Representatives from Treasury and the departments of Health and Finance were pressed by a Senate committee on Thursday about what advice they had provided to the government on the implications of increasing costs for GP consultations.
“You haven’t done any specific research on co-payments, is that correct?” Labor senator Doug Cameron asked the panel of eight senior public servants.

Co-payment lambasted at Senate hearing

5th Feb 2015
THE government’s claim its co-payment policy would protect Medicare and strengthen the health system has been roundly rejected by doctors and experts speaking at a Senate Select Committee on Health in Canberra today.
AMA president Associate Professor Brian Owler told the inquiry that the government had not consulted with the medical profession, and said the co-payment was not health but fiscal policy. 
“Anecdote, personal assertion, and in particular, ideology” had driven the past year of health policy, Professor Owler said. 

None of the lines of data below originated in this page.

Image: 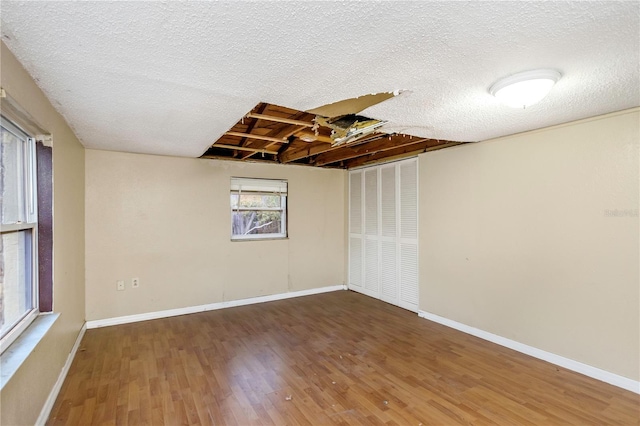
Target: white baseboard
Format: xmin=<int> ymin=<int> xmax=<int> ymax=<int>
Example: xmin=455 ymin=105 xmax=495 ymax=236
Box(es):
xmin=418 ymin=311 xmax=640 ymax=394
xmin=87 ymin=285 xmax=347 ymax=329
xmin=36 ymin=322 xmax=87 ymax=426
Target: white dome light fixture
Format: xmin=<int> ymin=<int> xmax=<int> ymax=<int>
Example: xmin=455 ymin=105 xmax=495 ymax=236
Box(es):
xmin=489 ymin=69 xmax=561 ymax=108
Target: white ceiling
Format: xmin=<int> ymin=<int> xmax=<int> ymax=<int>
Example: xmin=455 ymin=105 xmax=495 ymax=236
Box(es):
xmin=0 ymin=0 xmax=640 ymax=156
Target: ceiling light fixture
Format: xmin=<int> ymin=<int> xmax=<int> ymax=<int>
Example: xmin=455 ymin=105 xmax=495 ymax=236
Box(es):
xmin=489 ymin=69 xmax=561 ymax=108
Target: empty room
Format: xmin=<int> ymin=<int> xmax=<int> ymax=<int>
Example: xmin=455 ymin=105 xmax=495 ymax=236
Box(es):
xmin=0 ymin=0 xmax=640 ymax=426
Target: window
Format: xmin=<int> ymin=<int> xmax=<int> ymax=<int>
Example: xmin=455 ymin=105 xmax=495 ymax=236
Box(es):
xmin=0 ymin=118 xmax=38 ymax=352
xmin=231 ymin=178 xmax=287 ymax=240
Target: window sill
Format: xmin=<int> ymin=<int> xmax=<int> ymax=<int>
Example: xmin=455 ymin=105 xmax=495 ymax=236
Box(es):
xmin=231 ymin=237 xmax=289 ymax=243
xmin=0 ymin=314 xmax=60 ymax=391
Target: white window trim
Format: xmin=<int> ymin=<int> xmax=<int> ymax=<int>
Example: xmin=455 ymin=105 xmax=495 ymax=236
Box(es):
xmin=230 ymin=177 xmax=289 ymax=241
xmin=0 ymin=117 xmax=40 ymax=354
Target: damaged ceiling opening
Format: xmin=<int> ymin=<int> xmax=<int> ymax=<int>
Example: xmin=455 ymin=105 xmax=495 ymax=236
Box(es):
xmin=201 ymin=92 xmax=462 ymax=169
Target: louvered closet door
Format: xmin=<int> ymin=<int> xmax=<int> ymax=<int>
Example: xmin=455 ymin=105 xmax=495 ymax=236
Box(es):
xmin=380 ymin=164 xmax=399 ymax=305
xmin=349 ymin=159 xmax=418 ymax=311
xmin=364 ymin=168 xmax=380 ymax=297
xmin=398 ymin=160 xmax=418 ymax=310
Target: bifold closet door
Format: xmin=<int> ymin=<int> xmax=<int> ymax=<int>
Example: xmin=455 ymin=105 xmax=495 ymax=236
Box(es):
xmin=349 ymin=159 xmax=418 ymax=311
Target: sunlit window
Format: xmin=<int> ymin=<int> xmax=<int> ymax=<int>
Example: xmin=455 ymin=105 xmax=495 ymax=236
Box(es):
xmin=231 ymin=178 xmax=287 ymax=240
xmin=0 ymin=118 xmax=38 ymax=352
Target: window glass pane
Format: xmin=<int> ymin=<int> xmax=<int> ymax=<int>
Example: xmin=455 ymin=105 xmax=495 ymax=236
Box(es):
xmin=0 ymin=230 xmax=33 ymax=335
xmin=237 ymin=192 xmax=280 ymax=208
xmin=0 ymin=127 xmax=26 ymax=224
xmin=232 ymin=210 xmax=282 ymax=235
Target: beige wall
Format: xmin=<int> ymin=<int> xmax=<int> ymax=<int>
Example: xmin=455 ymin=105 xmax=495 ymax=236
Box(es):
xmin=420 ymin=109 xmax=640 ymax=380
xmin=86 ymin=150 xmax=346 ymax=320
xmin=0 ymin=43 xmax=84 ymax=425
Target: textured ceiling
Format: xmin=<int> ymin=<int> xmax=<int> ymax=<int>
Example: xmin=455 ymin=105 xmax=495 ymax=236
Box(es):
xmin=0 ymin=0 xmax=640 ymax=157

Listening, but no Ley-way on co-pay

30th Jan 2015
HEALTH Minister Sussan Ley gave no ground on her government’s GP co-payment policy when she met doctor groups in Canberra this week.
But the doctors who attended say she was “open and receptive” and has already outshone her predecessor by consulting them. 
RACGP president Dr Frank Jones said Ms Ley had been “very much in listening mode” when she met for an hour in Canberra on Wednesday with representatives from the seven medical associations comprising United General Practice Australia.
“We discussed how we could help her look at the rest of the health system, rather than looking at a price signal on general practice,” Dr Jones said. “But she’s obviously concerned with introducing a price signal. That’s political.”

Medical Research Fund:

Future medical fund an ‘accounting trick’

Rosie Lewis

THE Abbott government’s $20 billion Medical Research Future Fund “seems to be an accounting trick” to make the nation’s debt look more desirable, according to the Australian Medical Association.
Speaking at a Senate committee yesterday, AMA president Brian Owler said the announcement of the MRFF in last year’s budget had led to a “terrible episode”, pitting GPs and researchers against each other.
The MRFF is meant to be largely financed by the controversial GP co-payment but with the measure still unlegislated the fund’s future remains uncertain.
I also have to say reading all the articles I still have no idea what is actually going to happen with the Budget (or the Government) at the end of the day.
As pointed out on Insiders last year the next chance to have progress  in February, 2015 when Parliament comes back! Right now there is a lot of planning going on behind the scenes.
One wonders for how much longer this will go on and just what impact a change of leader might have?